A similar study on the 5’domain of the 16S rRNA showed that primary binding r-protein S4
binds transiently to the transcribing rRNA whereas S4 could bind stably to pre-transcribed rRNA
[10]. This suggested that structures formed early during transcription are not competent to stably
recruit S4. They also found that addition of secondary binding r-proteins led to more long-lived S4
binding events. These studies together suggest that r-protein binding based rRNA remodelling is a
general mechanism of ribosome assembly.
Other approaches to track co-transcriptional RNA folding have also been developed, but have
not been applied yet to study co-transcriptional ribosome assembly. For example, forming an
artificial transcription bubble, the authors were able to introduce two different fluorescent labels site-
specifically into the nascent RNA [113], to study co-transcriptional folding of the thiamine
pyrophosphate (TPP) riboswitch. A FRET signal was used to study different conformational states of
the aptamer assumed during transcription, in presence and absence of the TPP ligand. In a similar
approach an azido UTP was site-specifically introduced into the RNA and linked to a dye using
copper free click chemistry [114]. This approach revealed the inverse relationship between
transcription speed and metabolite dependent folding of the TPP riboswitch.

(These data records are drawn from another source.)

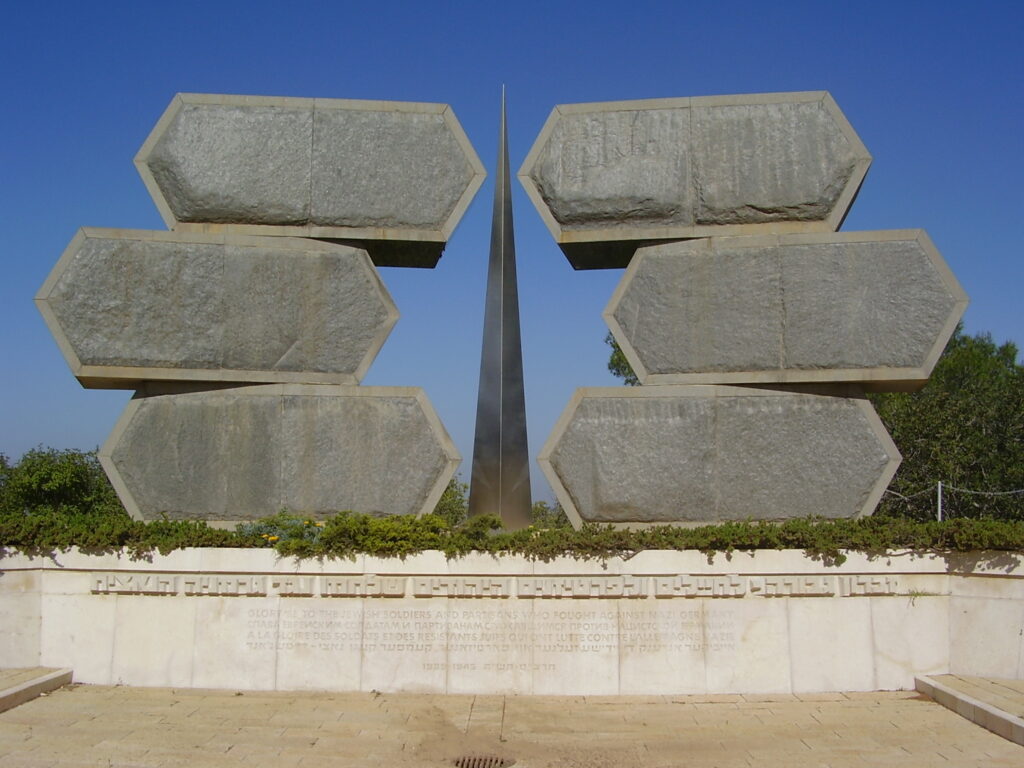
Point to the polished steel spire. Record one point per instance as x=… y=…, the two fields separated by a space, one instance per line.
x=501 y=459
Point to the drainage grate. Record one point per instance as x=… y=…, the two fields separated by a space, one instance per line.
x=482 y=761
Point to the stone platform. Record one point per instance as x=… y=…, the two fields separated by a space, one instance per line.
x=159 y=727
x=659 y=623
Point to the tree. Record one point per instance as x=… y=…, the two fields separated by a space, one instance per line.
x=51 y=479
x=965 y=427
x=617 y=364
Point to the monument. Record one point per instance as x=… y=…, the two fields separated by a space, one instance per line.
x=724 y=209
x=246 y=329
x=755 y=329
x=500 y=483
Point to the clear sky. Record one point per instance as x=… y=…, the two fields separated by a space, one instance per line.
x=935 y=90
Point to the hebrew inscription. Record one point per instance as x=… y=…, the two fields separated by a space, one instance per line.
x=521 y=588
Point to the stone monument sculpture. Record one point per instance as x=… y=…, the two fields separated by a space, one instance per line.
x=247 y=328
x=754 y=328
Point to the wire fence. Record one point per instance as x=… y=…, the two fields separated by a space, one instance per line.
x=940 y=493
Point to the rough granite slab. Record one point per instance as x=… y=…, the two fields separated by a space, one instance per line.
x=385 y=172
x=127 y=306
x=241 y=454
x=603 y=175
x=872 y=307
x=690 y=455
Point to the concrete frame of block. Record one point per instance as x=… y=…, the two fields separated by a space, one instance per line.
x=906 y=378
x=385 y=237
x=569 y=237
x=439 y=433
x=846 y=392
x=133 y=377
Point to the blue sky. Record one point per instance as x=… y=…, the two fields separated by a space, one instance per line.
x=935 y=91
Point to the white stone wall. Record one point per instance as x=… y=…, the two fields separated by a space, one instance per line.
x=657 y=623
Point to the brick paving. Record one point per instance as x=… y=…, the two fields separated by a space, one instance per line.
x=86 y=725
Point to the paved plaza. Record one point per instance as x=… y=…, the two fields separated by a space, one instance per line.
x=89 y=725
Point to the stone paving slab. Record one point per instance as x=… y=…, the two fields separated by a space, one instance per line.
x=993 y=704
x=23 y=684
x=143 y=728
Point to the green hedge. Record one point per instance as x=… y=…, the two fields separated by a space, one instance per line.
x=348 y=534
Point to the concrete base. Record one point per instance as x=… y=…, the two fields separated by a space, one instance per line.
x=659 y=623
x=18 y=686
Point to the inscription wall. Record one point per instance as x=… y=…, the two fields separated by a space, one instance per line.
x=520 y=588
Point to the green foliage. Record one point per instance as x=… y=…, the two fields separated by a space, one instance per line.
x=47 y=478
x=454 y=504
x=619 y=366
x=543 y=515
x=966 y=428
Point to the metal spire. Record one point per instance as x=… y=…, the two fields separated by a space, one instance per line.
x=500 y=483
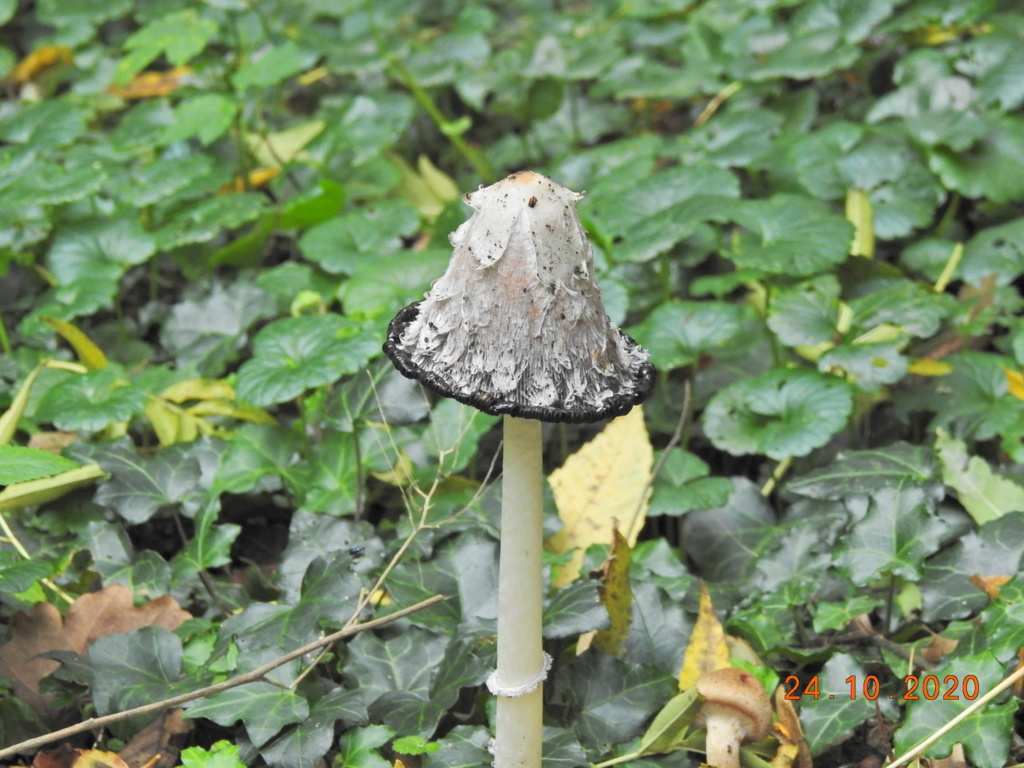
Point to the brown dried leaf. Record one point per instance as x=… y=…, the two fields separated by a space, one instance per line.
x=97 y=759
x=989 y=585
x=159 y=743
x=109 y=611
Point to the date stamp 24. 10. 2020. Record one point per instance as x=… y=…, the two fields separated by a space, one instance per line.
x=929 y=687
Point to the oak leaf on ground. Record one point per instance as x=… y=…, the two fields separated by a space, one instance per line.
x=109 y=611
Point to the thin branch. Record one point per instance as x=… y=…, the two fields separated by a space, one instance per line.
x=233 y=682
x=676 y=438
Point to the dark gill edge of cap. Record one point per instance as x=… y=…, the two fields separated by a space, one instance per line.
x=491 y=403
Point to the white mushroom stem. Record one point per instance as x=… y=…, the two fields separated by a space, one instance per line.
x=723 y=741
x=521 y=662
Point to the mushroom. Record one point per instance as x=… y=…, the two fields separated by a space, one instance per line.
x=516 y=328
x=735 y=710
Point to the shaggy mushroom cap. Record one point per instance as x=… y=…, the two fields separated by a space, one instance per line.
x=735 y=710
x=516 y=327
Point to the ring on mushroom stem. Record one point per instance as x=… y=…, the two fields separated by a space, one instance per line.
x=515 y=328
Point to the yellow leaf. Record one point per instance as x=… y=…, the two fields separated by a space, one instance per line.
x=10 y=417
x=859 y=213
x=708 y=650
x=152 y=84
x=90 y=355
x=926 y=367
x=616 y=594
x=199 y=389
x=1015 y=381
x=164 y=420
x=19 y=495
x=602 y=482
x=39 y=61
x=276 y=150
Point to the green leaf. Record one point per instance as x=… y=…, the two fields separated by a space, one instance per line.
x=22 y=464
x=573 y=610
x=45 y=125
x=807 y=313
x=220 y=755
x=207 y=333
x=255 y=452
x=139 y=486
x=357 y=748
x=984 y=495
x=900 y=465
x=895 y=536
x=136 y=668
x=109 y=244
x=308 y=741
x=994 y=549
x=612 y=699
x=985 y=734
x=677 y=333
x=207 y=116
x=280 y=62
x=792 y=236
x=344 y=244
x=204 y=220
x=682 y=485
x=993 y=168
x=868 y=367
x=294 y=354
x=89 y=401
x=179 y=36
x=781 y=413
x=264 y=709
x=834 y=713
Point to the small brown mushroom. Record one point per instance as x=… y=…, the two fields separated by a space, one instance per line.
x=735 y=710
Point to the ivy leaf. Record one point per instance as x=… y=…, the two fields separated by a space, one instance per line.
x=135 y=668
x=677 y=333
x=834 y=713
x=22 y=464
x=357 y=748
x=985 y=734
x=995 y=548
x=792 y=236
x=140 y=487
x=294 y=354
x=89 y=401
x=343 y=244
x=573 y=610
x=264 y=709
x=894 y=537
x=984 y=495
x=308 y=741
x=613 y=699
x=781 y=413
x=900 y=465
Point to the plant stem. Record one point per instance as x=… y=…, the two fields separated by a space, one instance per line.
x=520 y=656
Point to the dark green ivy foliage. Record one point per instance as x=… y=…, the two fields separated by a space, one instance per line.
x=809 y=212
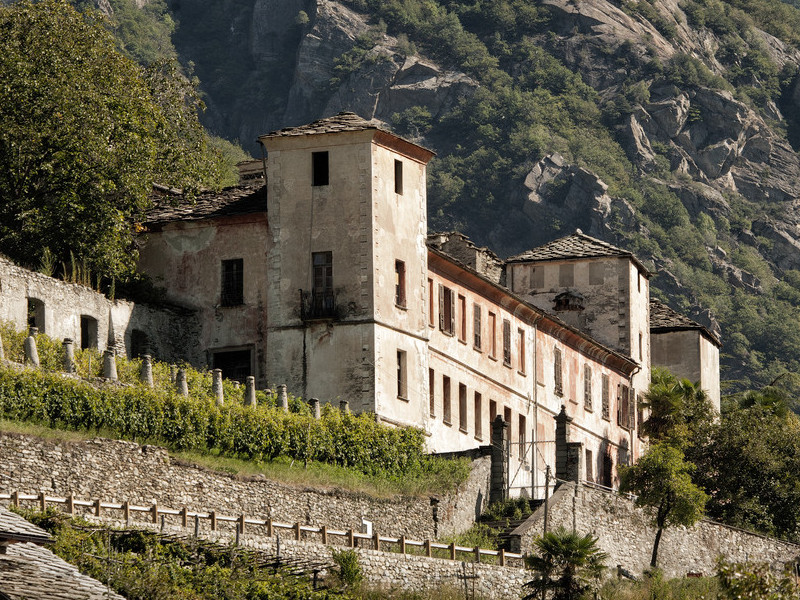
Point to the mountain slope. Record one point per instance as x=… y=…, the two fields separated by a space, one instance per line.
x=667 y=127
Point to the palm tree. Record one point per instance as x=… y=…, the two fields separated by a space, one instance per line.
x=567 y=566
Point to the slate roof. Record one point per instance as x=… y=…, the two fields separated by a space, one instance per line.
x=28 y=571
x=344 y=121
x=237 y=200
x=14 y=527
x=664 y=319
x=577 y=245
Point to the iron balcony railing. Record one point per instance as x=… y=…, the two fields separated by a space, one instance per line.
x=317 y=304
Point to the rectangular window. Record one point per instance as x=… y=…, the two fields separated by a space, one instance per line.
x=430 y=302
x=558 y=376
x=323 y=271
x=398 y=177
x=462 y=407
x=589 y=466
x=492 y=335
x=432 y=392
x=477 y=409
x=232 y=282
x=566 y=275
x=476 y=326
x=596 y=274
x=446 y=400
x=462 y=314
x=319 y=168
x=507 y=342
x=537 y=277
x=447 y=310
x=623 y=416
x=400 y=283
x=402 y=381
x=587 y=387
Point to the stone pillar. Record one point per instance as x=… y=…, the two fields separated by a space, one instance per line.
x=146 y=372
x=250 y=391
x=568 y=454
x=69 y=355
x=283 y=397
x=216 y=387
x=181 y=383
x=110 y=365
x=498 y=486
x=314 y=403
x=31 y=352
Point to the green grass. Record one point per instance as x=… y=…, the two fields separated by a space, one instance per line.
x=285 y=470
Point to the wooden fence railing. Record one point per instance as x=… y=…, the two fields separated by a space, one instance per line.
x=400 y=544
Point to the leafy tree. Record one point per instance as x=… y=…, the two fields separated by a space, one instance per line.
x=567 y=566
x=662 y=483
x=751 y=466
x=680 y=411
x=83 y=134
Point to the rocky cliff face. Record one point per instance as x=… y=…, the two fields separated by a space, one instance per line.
x=266 y=64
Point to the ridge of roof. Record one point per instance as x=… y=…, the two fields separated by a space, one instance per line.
x=235 y=200
x=575 y=245
x=665 y=318
x=342 y=121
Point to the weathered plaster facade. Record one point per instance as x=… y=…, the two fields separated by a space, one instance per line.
x=68 y=310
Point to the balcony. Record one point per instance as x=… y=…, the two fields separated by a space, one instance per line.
x=318 y=305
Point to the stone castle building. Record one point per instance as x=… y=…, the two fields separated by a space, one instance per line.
x=326 y=278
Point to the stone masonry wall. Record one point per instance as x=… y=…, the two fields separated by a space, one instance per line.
x=389 y=570
x=120 y=471
x=626 y=534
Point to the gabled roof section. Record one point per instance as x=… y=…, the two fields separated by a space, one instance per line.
x=237 y=200
x=344 y=121
x=664 y=319
x=350 y=121
x=575 y=246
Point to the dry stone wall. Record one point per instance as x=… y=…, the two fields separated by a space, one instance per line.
x=626 y=534
x=120 y=471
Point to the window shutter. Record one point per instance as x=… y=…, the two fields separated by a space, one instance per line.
x=441 y=307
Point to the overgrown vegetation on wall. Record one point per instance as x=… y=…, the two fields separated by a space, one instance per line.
x=161 y=415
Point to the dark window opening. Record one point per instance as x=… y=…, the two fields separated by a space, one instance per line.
x=476 y=326
x=400 y=283
x=319 y=168
x=402 y=382
x=432 y=392
x=446 y=400
x=462 y=407
x=235 y=364
x=398 y=177
x=478 y=414
x=507 y=342
x=140 y=343
x=558 y=375
x=89 y=332
x=447 y=310
x=232 y=282
x=36 y=314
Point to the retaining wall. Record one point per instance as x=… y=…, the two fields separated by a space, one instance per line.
x=120 y=471
x=627 y=535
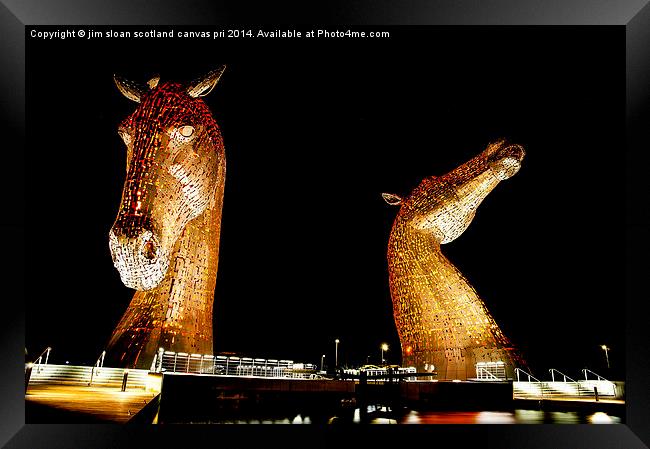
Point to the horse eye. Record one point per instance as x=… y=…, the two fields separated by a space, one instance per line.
x=186 y=131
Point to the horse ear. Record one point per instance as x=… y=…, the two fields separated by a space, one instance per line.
x=129 y=89
x=153 y=82
x=202 y=86
x=393 y=200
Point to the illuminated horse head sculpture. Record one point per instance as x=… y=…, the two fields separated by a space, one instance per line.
x=441 y=321
x=165 y=239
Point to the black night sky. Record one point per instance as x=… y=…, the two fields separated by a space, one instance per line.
x=315 y=131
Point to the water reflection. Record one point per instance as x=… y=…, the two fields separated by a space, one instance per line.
x=519 y=416
x=384 y=415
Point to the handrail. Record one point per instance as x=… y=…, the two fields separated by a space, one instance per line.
x=530 y=376
x=601 y=378
x=38 y=361
x=483 y=370
x=559 y=372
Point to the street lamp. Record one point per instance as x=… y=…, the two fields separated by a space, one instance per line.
x=336 y=354
x=606 y=349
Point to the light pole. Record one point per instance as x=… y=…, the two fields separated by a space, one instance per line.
x=606 y=349
x=336 y=354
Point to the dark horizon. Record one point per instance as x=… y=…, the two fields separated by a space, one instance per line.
x=313 y=136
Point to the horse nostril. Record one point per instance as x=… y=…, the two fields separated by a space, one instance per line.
x=149 y=250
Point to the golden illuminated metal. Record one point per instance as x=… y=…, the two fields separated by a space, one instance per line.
x=442 y=323
x=165 y=239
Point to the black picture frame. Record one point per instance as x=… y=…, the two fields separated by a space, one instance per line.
x=634 y=16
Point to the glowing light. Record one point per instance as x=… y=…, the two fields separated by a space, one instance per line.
x=441 y=321
x=600 y=418
x=165 y=239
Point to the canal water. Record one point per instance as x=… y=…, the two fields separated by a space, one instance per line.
x=383 y=416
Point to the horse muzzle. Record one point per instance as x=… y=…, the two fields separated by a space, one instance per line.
x=139 y=258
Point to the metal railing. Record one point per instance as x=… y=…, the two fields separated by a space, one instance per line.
x=180 y=362
x=96 y=367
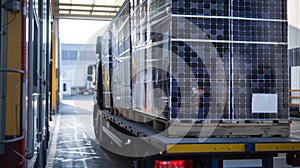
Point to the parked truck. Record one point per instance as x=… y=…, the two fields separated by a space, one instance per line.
x=193 y=83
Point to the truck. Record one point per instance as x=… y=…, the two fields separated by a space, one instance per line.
x=194 y=84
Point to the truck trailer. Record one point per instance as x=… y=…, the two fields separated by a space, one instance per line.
x=193 y=83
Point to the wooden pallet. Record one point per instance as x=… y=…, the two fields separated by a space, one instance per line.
x=210 y=128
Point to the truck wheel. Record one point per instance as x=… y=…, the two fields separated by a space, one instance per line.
x=289 y=158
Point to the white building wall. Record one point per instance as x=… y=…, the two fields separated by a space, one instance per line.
x=294 y=23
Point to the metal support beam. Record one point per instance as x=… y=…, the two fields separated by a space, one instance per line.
x=3 y=55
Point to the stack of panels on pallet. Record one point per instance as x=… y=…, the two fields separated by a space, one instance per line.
x=206 y=59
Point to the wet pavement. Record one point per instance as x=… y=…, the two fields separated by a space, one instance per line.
x=72 y=142
x=74 y=147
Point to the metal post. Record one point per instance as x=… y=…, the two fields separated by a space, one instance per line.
x=3 y=55
x=47 y=79
x=30 y=117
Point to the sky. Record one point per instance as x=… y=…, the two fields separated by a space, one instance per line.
x=80 y=31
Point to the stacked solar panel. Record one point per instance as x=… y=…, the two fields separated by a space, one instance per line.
x=202 y=59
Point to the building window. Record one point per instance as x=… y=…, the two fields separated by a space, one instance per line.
x=69 y=55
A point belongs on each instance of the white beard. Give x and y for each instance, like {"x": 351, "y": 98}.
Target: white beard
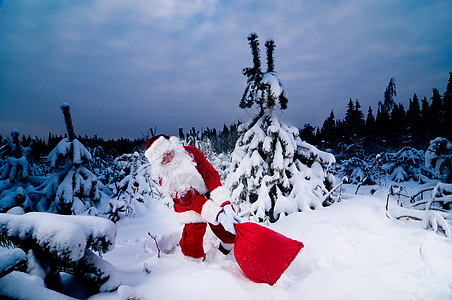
{"x": 180, "y": 175}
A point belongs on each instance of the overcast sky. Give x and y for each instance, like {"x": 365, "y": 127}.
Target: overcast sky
{"x": 127, "y": 66}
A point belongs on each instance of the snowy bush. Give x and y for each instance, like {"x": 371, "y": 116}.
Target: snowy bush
{"x": 132, "y": 191}
{"x": 55, "y": 243}
{"x": 273, "y": 172}
{"x": 439, "y": 158}
{"x": 72, "y": 188}
{"x": 354, "y": 169}
{"x": 406, "y": 164}
{"x": 15, "y": 173}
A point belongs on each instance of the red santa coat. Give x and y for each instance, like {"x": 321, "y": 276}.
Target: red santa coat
{"x": 191, "y": 207}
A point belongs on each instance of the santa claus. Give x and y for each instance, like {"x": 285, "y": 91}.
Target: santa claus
{"x": 199, "y": 198}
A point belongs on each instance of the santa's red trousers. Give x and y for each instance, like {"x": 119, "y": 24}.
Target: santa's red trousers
{"x": 193, "y": 236}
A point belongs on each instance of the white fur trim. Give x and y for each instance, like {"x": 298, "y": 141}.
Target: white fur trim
{"x": 210, "y": 211}
{"x": 188, "y": 217}
{"x": 160, "y": 147}
{"x": 157, "y": 149}
{"x": 219, "y": 195}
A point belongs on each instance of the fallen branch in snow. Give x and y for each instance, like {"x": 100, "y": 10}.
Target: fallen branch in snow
{"x": 431, "y": 219}
{"x": 441, "y": 196}
{"x": 377, "y": 159}
{"x": 156, "y": 244}
{"x": 328, "y": 195}
{"x": 421, "y": 192}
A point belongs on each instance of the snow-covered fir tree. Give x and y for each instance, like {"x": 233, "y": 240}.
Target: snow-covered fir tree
{"x": 15, "y": 171}
{"x": 132, "y": 188}
{"x": 273, "y": 171}
{"x": 72, "y": 188}
{"x": 439, "y": 158}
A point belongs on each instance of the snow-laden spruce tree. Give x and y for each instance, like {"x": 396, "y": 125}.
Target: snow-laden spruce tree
{"x": 72, "y": 188}
{"x": 273, "y": 171}
{"x": 15, "y": 171}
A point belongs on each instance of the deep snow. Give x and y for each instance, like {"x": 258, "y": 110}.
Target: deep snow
{"x": 352, "y": 251}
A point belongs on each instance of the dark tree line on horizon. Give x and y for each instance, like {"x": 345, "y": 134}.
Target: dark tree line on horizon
{"x": 390, "y": 126}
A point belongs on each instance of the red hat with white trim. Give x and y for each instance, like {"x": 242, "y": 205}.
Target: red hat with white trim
{"x": 158, "y": 145}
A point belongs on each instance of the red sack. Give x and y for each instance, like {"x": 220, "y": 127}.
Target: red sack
{"x": 263, "y": 254}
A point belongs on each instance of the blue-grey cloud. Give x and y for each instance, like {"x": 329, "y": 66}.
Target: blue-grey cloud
{"x": 126, "y": 66}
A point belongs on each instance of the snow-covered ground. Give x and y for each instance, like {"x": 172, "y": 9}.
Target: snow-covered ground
{"x": 352, "y": 251}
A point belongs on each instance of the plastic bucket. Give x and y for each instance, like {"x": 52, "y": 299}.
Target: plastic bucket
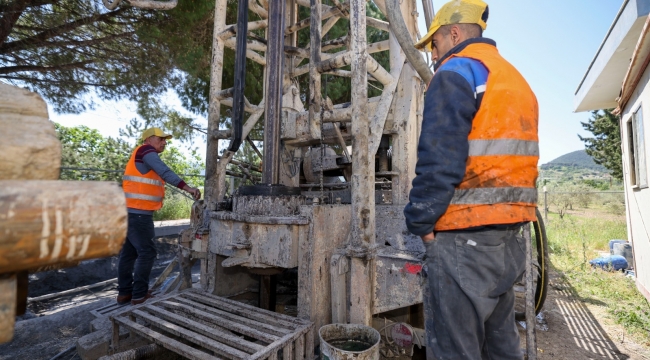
{"x": 625, "y": 250}
{"x": 349, "y": 341}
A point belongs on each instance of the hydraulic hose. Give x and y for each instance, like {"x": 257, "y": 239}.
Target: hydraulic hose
{"x": 398, "y": 27}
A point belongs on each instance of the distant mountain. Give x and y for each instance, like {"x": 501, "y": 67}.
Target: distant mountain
{"x": 578, "y": 159}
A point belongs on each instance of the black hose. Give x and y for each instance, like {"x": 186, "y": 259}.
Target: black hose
{"x": 240, "y": 77}
{"x": 398, "y": 28}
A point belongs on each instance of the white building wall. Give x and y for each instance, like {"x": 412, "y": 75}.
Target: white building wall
{"x": 638, "y": 199}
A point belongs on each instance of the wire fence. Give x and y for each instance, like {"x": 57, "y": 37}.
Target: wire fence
{"x": 612, "y": 201}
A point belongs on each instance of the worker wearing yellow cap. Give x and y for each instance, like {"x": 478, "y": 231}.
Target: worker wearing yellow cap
{"x": 144, "y": 188}
{"x": 474, "y": 186}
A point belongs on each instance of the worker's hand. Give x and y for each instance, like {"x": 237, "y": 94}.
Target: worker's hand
{"x": 428, "y": 237}
{"x": 196, "y": 193}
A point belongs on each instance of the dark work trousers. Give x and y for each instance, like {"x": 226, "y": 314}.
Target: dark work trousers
{"x": 137, "y": 257}
{"x": 471, "y": 276}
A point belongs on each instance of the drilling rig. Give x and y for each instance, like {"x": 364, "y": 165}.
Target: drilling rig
{"x": 335, "y": 177}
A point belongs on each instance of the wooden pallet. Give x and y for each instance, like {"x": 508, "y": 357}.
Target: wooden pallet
{"x": 198, "y": 325}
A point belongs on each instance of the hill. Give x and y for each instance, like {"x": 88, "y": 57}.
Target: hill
{"x": 574, "y": 166}
{"x": 579, "y": 159}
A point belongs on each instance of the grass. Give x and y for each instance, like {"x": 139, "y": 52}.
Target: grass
{"x": 573, "y": 241}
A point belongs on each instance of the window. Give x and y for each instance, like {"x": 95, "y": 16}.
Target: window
{"x": 636, "y": 146}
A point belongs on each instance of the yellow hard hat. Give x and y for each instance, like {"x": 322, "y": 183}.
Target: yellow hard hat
{"x": 155, "y": 132}
{"x": 455, "y": 12}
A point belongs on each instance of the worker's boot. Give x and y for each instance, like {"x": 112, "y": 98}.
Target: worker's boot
{"x": 123, "y": 299}
{"x": 140, "y": 301}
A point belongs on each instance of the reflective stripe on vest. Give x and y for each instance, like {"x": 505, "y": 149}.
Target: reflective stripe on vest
{"x": 501, "y": 167}
{"x": 143, "y": 197}
{"x": 142, "y": 191}
{"x": 503, "y": 147}
{"x": 141, "y": 179}
{"x": 486, "y": 196}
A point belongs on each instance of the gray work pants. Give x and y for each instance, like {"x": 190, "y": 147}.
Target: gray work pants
{"x": 471, "y": 276}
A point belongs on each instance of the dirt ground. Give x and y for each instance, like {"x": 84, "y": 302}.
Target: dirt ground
{"x": 580, "y": 330}
{"x": 570, "y": 329}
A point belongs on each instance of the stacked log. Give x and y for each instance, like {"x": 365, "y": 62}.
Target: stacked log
{"x": 45, "y": 222}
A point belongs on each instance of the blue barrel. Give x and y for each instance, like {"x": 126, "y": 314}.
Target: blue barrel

In another elegant study, a superhelicase was used to simulate and study co-transcriptional
folding of an RNA ribozyme [115]. First, a fully transcribed RNA, site-specifically labelled with two
dyes, was hybridized to a complementary strand of DNA. This RNA/DNA hybrid was then
immobilized to the surface for single-molecule imaging in presence of the superhelicase.
Transcription was mimicked by addition of ATP which triggered the helicase activity making the
RNA single-stranded in the direction from the 5’ to 3’. They were able to investigate the RNA
transitioning from a single-stranded state (low FRET) to a secondary folded (intermediate FRET) and
a tertiary folded state (high FRET). The helicase activity can potentially be matched to transcription
speed, but it still lacks the native transcriptional pausing that can directly influence RNA folding.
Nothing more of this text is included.